For seven years straight, PHP has been the fourth most popular programming language in the world, powering more than 200 million Websites, with more than 81.7 percent of public websites leveraging PHP on the server side.
The flagship feature of PHP 7 is massively improved performance, with up to three times better performance than PHP 5.6 running WordPress in some benchmarks.
It also features other smaller changes, such as significantly reduced memory usage, return type declarations, the spaceship operator and more.
PHP 7 contains a number of breaking changes, such as the removal of PHP safe mode, magic quotes, a number of new reserved keywords and others.
That means Web apps like WordPress needed to be partially re-engineeredin order to be ready for PHP 7’s release, though it appears it’s now fully compatible with the upgrade.
While PHP 7 is now available, it’s likely a number of years before it’ll be widely adopted in the wild. Web applications, particularly within the enterprise, tend to take years to upgrade to new platform versions.

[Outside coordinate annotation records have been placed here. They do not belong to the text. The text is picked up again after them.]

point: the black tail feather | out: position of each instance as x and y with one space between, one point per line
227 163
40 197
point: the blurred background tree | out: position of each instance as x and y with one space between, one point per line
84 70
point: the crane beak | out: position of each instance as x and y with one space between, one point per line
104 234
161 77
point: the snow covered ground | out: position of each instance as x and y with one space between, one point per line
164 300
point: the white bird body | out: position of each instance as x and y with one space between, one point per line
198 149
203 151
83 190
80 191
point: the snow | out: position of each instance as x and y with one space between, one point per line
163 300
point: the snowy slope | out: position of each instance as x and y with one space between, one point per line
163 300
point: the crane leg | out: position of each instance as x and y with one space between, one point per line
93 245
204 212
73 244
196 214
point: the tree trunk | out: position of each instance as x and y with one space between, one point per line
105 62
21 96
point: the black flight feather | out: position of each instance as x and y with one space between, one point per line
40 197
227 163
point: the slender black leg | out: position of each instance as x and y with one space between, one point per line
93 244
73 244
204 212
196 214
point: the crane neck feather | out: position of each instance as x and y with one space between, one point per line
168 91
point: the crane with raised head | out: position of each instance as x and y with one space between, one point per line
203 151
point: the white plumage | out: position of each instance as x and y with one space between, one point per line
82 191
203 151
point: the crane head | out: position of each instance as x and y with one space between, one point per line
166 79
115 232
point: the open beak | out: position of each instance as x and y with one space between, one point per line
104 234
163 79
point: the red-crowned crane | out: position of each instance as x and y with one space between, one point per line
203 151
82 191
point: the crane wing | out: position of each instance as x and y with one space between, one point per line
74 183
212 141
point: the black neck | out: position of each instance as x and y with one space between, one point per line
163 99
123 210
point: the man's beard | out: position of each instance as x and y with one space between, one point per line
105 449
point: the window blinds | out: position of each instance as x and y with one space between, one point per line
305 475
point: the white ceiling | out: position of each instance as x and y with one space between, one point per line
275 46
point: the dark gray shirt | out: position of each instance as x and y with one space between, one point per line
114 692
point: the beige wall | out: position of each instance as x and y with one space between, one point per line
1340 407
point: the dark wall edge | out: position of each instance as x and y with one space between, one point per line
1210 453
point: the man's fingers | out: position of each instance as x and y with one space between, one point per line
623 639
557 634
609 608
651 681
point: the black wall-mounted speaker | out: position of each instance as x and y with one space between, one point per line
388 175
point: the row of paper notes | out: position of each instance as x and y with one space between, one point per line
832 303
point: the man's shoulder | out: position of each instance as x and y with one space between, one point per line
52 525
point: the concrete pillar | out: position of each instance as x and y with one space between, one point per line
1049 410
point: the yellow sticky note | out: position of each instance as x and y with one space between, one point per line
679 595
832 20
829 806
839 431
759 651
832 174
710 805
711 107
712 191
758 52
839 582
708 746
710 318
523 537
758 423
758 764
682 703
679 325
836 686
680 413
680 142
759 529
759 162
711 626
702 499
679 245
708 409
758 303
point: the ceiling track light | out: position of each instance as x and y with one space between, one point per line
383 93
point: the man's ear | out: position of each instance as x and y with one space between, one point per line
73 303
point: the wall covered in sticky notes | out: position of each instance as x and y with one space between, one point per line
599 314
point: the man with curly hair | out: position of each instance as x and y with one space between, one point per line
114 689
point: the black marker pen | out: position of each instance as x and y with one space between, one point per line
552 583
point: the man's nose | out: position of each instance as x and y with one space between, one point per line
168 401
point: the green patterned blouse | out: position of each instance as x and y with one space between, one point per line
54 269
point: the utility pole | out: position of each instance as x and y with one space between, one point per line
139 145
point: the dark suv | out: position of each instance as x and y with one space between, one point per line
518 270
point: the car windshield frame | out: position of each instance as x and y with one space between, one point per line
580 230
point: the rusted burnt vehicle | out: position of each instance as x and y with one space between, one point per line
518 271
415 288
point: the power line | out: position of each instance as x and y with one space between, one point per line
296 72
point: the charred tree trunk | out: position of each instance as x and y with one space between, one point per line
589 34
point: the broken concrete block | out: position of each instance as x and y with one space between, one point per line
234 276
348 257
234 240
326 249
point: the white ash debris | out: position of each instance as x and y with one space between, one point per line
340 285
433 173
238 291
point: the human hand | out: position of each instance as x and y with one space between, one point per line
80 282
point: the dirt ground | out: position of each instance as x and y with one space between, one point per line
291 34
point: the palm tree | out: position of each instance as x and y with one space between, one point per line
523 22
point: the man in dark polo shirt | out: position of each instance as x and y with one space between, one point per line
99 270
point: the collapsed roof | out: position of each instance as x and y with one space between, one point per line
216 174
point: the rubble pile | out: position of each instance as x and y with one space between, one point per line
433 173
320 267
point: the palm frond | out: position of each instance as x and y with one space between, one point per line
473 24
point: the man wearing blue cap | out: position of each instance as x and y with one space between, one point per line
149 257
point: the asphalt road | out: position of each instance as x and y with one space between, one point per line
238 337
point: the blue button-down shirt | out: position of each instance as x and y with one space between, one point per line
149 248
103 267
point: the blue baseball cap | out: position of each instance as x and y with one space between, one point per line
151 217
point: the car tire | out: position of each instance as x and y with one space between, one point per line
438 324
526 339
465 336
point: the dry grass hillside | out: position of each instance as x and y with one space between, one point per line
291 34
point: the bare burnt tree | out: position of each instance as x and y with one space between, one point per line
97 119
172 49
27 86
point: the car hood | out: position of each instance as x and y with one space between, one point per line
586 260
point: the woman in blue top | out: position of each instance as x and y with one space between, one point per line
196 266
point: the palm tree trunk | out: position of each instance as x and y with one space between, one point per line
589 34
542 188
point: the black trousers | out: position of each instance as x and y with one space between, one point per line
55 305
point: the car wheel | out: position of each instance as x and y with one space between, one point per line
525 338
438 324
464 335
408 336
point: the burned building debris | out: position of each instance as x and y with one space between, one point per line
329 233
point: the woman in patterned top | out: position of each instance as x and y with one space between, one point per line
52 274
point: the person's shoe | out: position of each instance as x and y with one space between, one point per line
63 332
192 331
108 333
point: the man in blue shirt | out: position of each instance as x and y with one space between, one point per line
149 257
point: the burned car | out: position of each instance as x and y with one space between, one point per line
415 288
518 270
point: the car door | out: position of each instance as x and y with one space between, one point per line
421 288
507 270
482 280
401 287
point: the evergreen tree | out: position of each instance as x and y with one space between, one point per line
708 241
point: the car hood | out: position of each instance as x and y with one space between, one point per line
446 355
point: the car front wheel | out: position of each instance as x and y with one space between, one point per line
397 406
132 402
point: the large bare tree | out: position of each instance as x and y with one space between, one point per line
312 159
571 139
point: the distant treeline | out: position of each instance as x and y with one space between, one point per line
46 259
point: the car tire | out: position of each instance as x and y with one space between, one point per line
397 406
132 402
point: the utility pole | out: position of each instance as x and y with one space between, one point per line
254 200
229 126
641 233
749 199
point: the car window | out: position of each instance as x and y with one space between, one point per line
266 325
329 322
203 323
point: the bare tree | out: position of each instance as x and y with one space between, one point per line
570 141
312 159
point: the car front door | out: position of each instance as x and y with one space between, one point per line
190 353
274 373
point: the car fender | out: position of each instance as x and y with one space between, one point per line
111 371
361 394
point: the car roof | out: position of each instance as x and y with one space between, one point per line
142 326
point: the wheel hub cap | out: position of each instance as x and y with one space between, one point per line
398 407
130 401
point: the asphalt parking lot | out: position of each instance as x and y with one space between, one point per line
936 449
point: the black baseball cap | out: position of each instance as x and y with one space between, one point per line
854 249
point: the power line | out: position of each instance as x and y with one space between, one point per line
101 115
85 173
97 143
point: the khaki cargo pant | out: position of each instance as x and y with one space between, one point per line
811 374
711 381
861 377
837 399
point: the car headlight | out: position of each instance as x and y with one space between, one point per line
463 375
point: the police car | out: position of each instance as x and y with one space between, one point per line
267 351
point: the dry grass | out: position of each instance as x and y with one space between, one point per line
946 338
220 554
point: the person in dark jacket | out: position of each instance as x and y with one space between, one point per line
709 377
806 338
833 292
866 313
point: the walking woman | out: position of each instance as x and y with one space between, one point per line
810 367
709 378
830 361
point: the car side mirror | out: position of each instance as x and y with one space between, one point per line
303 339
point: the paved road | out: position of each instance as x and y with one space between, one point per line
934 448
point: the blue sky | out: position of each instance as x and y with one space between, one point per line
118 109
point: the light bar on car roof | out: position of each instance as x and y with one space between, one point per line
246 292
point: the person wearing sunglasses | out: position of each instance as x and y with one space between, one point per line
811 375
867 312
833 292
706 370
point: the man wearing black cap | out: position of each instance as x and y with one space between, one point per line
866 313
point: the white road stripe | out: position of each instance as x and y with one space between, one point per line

What many Web developers are hoping, however, is that the sizable performance improvements will help tempt them to upgrade much sooner.
PHP 7.0.0 comes with a new version of the Zend Engine, numerous improvements and new features such as;
- Improved performance: PHP 7 is up to twice as fast as PHP 5.6
- Significantly reduced memory usage
- Abstract Syntax Tree
- Consistent 64-bit support
- Improved Exception hierarchy
- Many fatal errors converted to Exceptions
- Secure random number generator
- Removed old and unsupported SAPIs and extensions
- The null coalescing operator (??)
- Return and Scalar Type Declarations
- Anonymous Classes
- Zero cost asserts
The migration guide is available in the PHP Manual. Please consult it for the detailed list of new features and backward incompatible changes.
The inconvenience of the release lateness in several time zones is caused by the need to ensure the compatibility with the latest OpenSSL 1.0.2e release.